IŞİD denen barbar örgütün gücünün ulaştığı boyut, Türkiye'nin ve dünyanın geleceği açısından ciddi bir karamsarlık yaratıyor.

Elbette, ne AKP ve dalkavukları, ne de bu canavarın bugünlere gelmesinde rolü olan uluslararası güçler -yaratılmasında pay sahibi oldukları canavar karşısında biraz tedirgin olsalar da- bu karamsarlığı, bu ülkenin Alevileri gibi yaşamıyor.

Bu canilerin, rehin aldıkları Türkiyeli personel içinde Alevi olup olmadığını sorgulaması, sapık zihniyetlerini gözler önüne serdiği kadar, Alevilerin nasıl bir tehdit altında olduğunu da gösteriyor.

Bu barbarlar, sıranın Türkiye Alevilerine geleceğini de çeşitli kanallarda açıkça belirtiyor.

Biz bu zihniyeti, Irak işgali zamanında da görmüştük.
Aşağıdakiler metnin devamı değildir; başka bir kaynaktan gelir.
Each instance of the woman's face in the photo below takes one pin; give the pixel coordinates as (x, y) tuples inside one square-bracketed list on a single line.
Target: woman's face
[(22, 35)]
Murat Yüce adlı, kamyon şoförlüğü yapan bir Alevi yurttaşımız, sırf Alevi olduğu için IŞİD benzeri çeteler tarafından öldürülmüştü. Şimdi, emekçi Murat Yüce'yi hem anmanın, hem de o gün yaşananları hatırlamanın tam sırası.

İktidara yakın çevreler o gün de bu gerçeği gizlemeye çalışmış, bu olay üzerinde çok durulmamıştı. Hatta, zamanın dışişleri bakanı Gül, bunu dile getirenlere terbiyesiz demişti.

Aman yanlışlık olmasın, terbiyesiz dediği bu katil sürüleri değil, Murat Yüce'nin Alevi olduğu için öldürüldüğünü iddia edenler...

Evet, inanması zor, ama inanmayanlar şu linke bakabilir: hurriyet.com.tr/2004

Şimdi, IŞİD terörü sürerken RTE'nin grup konuşmasındaki sözlerine bakalım: 'Öyle bir mezhep taassubu var ki Ömer deyince çılgına dönüyor. Bizim toplumumuzda Ömer'i de bulursunuz Ali'yi de.'

Sana sormazlar mı, bir Sünni örgüt senin konsolosluğunu basıyor, insanları rehin alıyor, katliam yaparak 1700 kişiyi katlediyor, sen bu konuda tek laf etmeyip, hangi vesileyle çıkıp Sünni olmayanların taassubundan söz ediyorsun?

Ayrıca, mezhepçilik yapmadığını söylerken bile mezhepçilik yapmak bu olsa gerek, zira bizim toplum dediği zaten toplumun Sünni kesimleri.

Gül ve Erdoğan’ın bu tavrının açıkça mezhepçi bir devlet tavrı olduğunu göstermek için ilginç bir örnek daha verelim. 2001 yılında Hizbullah tarafından emniyet müdürü Gaffar Okkan ile birlikte öldürülen yeğeninin cenazesinde bakın zamanın MHP'li bakanı Osman Durmuş ne demiş: "Alevileri seviyoruz ama, Aleviler adına terör yapan DHKP/C'yi sevmiyoruz".

Yeğeni radikal İslamcılar tarafından öldürülmüş birinin bu konuda tek laf etmeyip, konuyu anlaşılmaz bir biçimde Alevilere bağlaması RTE'nin tavrına ne kadar da benziyor değil mi?

Bu üç tavrı da, bu kadar benzer kılan mezhepçi devlet zihniyetidir. Kimse kendini kandırmasın bu mezhepçi devlet zihniyeti değişmedikçe, Alevilerin hissiyatı, iktidarın barbarları yurttaşlarına tercih ettiğidir.

Berkin Elvan'ın bilyelerinden terörist icat edenlerin, canilere yönelik itidali, bu ülkenin Alevi yurttaşlarını barbarları beklerken tamamen korumasız hissettirmektedir.

Alevilerin sorunlarına ve kaygılarına her daim kör olanlar ve ‘cellatlarına aşık’ gibi ezberleri yineleyip duranlar, umarız bu kez, bu körlüğün kendilerini de vurabileceğini, Alevilerin bu ülkenin Pakistanlaşması kaygısının kendilerini de ilgilendirdiğini anlayabilir.